Saturday, December 27, 2008

"Do Not Hump"

Canadian National Railways 4412, Prince Rupert, March 1959. Winter has once again taken its toll on the Prince Rupert Extension, Skeena Subdivision. I found Geep 4412 marshalling Jordan Spreader CNR 50970 and a cut of Western Air Dump cars, heading out of town under white flags as Work Extra 4412.

Judging by the rock in the Western Air Dumps, there will be some shoring up of an embankment somewhere up the line.

I don’t know if you’ve ever been up close and explored a Western Air dump car. Two large pistons mounted underneath the car body push up either the left or right sides of the car with the side doors flipping open to release the payload.

A sign mounted conspicuously on the ends of the car bears the admonition “Do Not Hump.” Hum. So you know what follows, yes?

I had been up to Terrace and back one Saturday, riding in the cab of the log train – see previous blog entry. It was late afternoon as we drifted into the yard at Prince Rupert; a flagger brought us to a stop, and directed us onto a particular yard lead. He climbed up into the cab with us, and pointed out the fever pitched activity in the middle of the yard.

Apparently the switch crew, making up a ballast train, gave a loaded Western Air Dump car a vigorous kick, and when she met up with her mates with a “bang,” there was heard a sudden “whoosh!” and the stimulated dump car dumped a full load of ballast off her starboard side, partially burying two box cars on the very adjacent track, containing the evening Time Table governed freighter!

Generator driven lights were brought in, and since the space was so confined, it was all backbreaking shovel work by hand to clear the mess. I would love to have been a fly on the wall down at the Super’s office to hear the explanation from the switch crew!

You’ve got to be in the right place at the right time to see these cars in action. When that body lifts up, it is damn impressive!
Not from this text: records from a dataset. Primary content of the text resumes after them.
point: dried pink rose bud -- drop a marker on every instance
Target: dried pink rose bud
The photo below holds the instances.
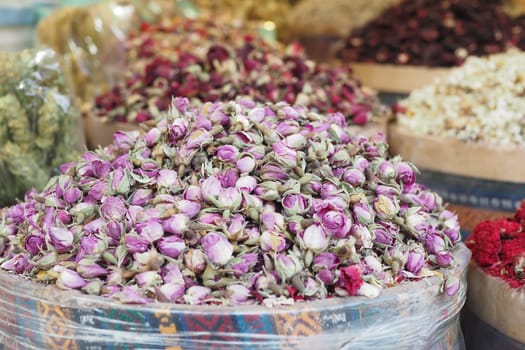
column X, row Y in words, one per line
column 193, row 193
column 148, row 278
column 196, row 295
column 229, row 198
column 444, row 258
column 189, row 208
column 406, row 173
column 90, row 269
column 237, row 294
column 315, row 239
column 34, row 244
column 227, row 153
column 245, row 164
column 295, row 204
column 171, row 246
column 113, row 208
column 176, row 224
column 61, row 239
column 415, row 261
column 168, row 178
column 287, row 266
column 195, row 260
column 246, row 183
column 245, row 263
column 385, row 207
column 136, row 244
column 452, row 284
column 151, row 230
column 72, row 195
column 141, row 197
column 170, row 292
column 434, row 243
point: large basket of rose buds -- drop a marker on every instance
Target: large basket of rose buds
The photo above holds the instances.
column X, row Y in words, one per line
column 233, row 225
column 465, row 133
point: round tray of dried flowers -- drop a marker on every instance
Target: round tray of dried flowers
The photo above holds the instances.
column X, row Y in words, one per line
column 395, row 78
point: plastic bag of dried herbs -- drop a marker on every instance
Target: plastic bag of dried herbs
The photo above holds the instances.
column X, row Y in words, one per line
column 39, row 125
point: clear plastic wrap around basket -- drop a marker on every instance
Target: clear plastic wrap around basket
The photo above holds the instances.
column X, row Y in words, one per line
column 412, row 316
column 39, row 126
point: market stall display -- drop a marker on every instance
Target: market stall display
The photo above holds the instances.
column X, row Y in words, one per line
column 89, row 39
column 39, row 126
column 234, row 203
column 465, row 132
column 495, row 277
column 208, row 61
column 426, row 36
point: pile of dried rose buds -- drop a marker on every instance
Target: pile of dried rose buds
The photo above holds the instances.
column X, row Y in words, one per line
column 481, row 101
column 207, row 62
column 233, row 203
column 498, row 247
column 435, row 33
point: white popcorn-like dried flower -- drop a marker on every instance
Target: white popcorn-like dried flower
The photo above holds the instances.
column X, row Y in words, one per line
column 482, row 101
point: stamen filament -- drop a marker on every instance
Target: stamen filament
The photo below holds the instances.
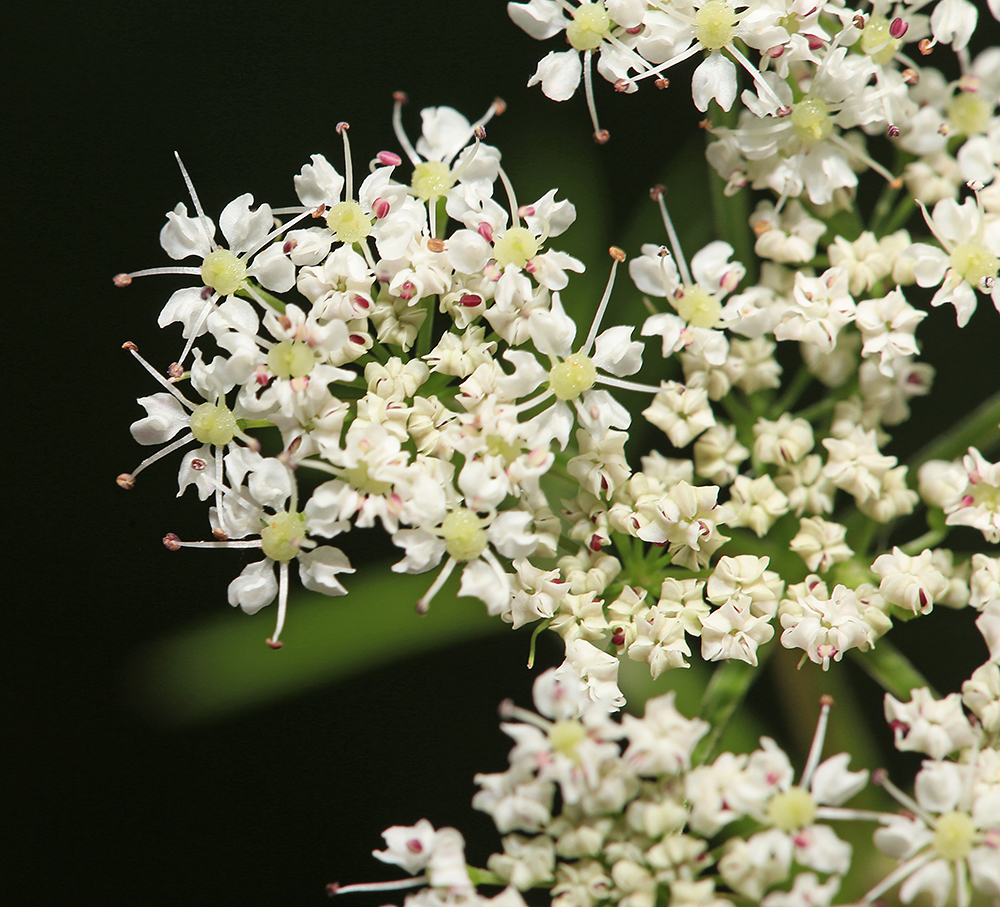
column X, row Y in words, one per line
column 812, row 760
column 195, row 201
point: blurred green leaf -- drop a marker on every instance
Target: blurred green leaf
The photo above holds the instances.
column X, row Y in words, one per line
column 223, row 666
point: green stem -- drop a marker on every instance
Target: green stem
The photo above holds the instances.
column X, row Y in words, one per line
column 724, row 694
column 891, row 670
column 796, row 388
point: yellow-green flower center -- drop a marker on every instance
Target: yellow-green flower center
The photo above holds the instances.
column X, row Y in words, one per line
column 969, row 113
column 213, row 424
column 811, row 119
column 698, row 307
column 463, row 534
column 283, row 536
column 223, row 272
column 431, row 179
column 974, row 262
column 358, row 477
column 291, row 359
column 589, row 26
column 715, row 24
column 791, row 809
column 953, row 835
column 571, row 377
column 565, row 736
column 516, row 247
column 877, row 41
column 348, row 222
column 500, row 447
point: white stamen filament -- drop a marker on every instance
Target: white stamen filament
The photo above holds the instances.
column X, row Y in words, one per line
column 397, row 127
column 170, row 387
column 595, row 325
column 379, row 886
column 675, row 243
column 424, row 601
column 195, row 201
column 812, row 760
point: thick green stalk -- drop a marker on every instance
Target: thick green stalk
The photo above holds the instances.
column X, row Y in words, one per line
column 890, row 669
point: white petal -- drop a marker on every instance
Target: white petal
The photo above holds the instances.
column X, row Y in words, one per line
column 255, row 587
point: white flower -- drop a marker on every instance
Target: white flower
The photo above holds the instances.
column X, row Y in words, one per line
column 936, row 727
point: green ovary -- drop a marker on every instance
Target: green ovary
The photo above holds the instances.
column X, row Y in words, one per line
column 811, row 119
column 699, row 308
column 715, row 24
column 499, row 447
column 358, row 477
column 291, row 359
column 516, row 247
column 213, row 424
column 348, row 222
column 974, row 262
column 571, row 377
column 223, row 272
column 464, row 538
column 283, row 535
column 792, row 809
column 565, row 736
column 590, row 23
column 953, row 835
column 431, row 179
column 877, row 42
column 969, row 114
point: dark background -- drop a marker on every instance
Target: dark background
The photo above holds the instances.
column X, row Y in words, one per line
column 261, row 807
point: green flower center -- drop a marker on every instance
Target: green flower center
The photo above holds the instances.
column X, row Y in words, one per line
column 464, row 538
column 715, row 24
column 223, row 272
column 571, row 377
column 974, row 262
column 969, row 113
column 348, row 222
column 283, row 536
column 358, row 477
column 291, row 359
column 877, row 42
column 811, row 119
column 431, row 179
column 791, row 809
column 698, row 307
column 589, row 26
column 213, row 424
column 953, row 835
column 516, row 247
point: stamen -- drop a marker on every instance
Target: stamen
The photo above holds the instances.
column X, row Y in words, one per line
column 399, row 99
column 123, row 280
column 600, row 135
column 282, row 605
column 812, row 760
column 195, row 201
column 511, row 198
column 134, row 350
column 335, row 888
column 893, row 181
column 617, row 256
column 174, row 543
column 658, row 192
column 425, row 600
column 127, row 479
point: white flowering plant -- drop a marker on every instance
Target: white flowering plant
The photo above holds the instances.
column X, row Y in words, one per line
column 390, row 348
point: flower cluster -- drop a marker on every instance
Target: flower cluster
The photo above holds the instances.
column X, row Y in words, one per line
column 395, row 353
column 597, row 811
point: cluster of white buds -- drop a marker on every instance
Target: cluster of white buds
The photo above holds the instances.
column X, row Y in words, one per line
column 597, row 811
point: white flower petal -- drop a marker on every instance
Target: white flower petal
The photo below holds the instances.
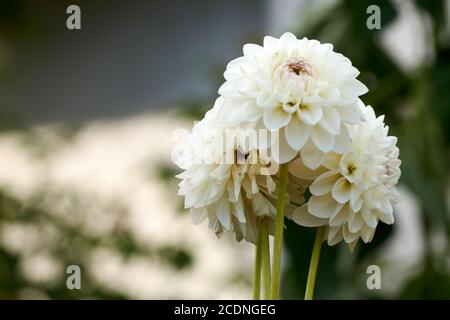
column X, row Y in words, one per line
column 340, row 217
column 297, row 133
column 276, row 118
column 386, row 218
column 323, row 206
column 322, row 139
column 342, row 190
column 349, row 236
column 331, row 120
column 298, row 169
column 350, row 113
column 281, row 151
column 355, row 222
column 310, row 114
column 223, row 213
column 198, row 215
column 324, row 183
column 369, row 217
column 302, row 217
column 312, row 157
column 352, row 88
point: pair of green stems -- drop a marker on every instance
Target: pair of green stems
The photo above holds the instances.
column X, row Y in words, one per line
column 271, row 281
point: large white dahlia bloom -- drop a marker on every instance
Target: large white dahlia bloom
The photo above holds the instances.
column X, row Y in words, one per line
column 227, row 181
column 297, row 86
column 354, row 190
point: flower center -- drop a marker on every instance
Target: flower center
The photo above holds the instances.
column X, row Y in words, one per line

This shot of a car dumping sideways will give you an idea as to what the MOW crew was up against – literally – freeing the adjacent cars and track!
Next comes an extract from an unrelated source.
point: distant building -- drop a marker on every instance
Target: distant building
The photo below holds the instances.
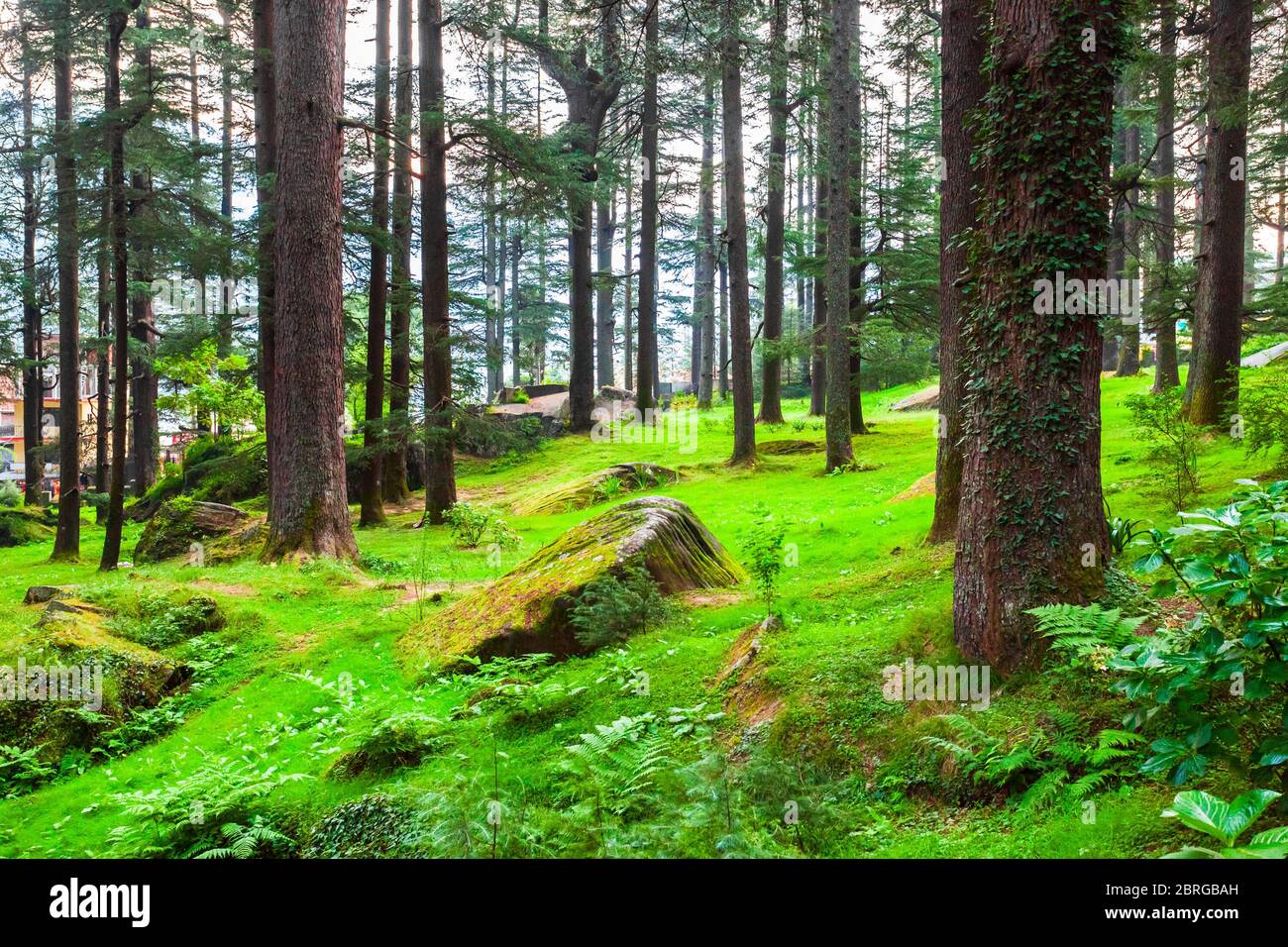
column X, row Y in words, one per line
column 13, row 446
Railroad Stuff: Canadian National Railways 4412, nee 1736, built by General Motors Diesel (GMD) London Ontario, as GP-9, 1,750 horsepower, March 1955, serial number A-655. Renumbered 4412 in 1956. Rebuilt St Charles Shops as GP-9RM 7070, road class GS-418c, in 1992. Apparently alive and well as of June, 2008.

1 Comments - Click here:

SDP45 said...

What a pain for the crew that must have been!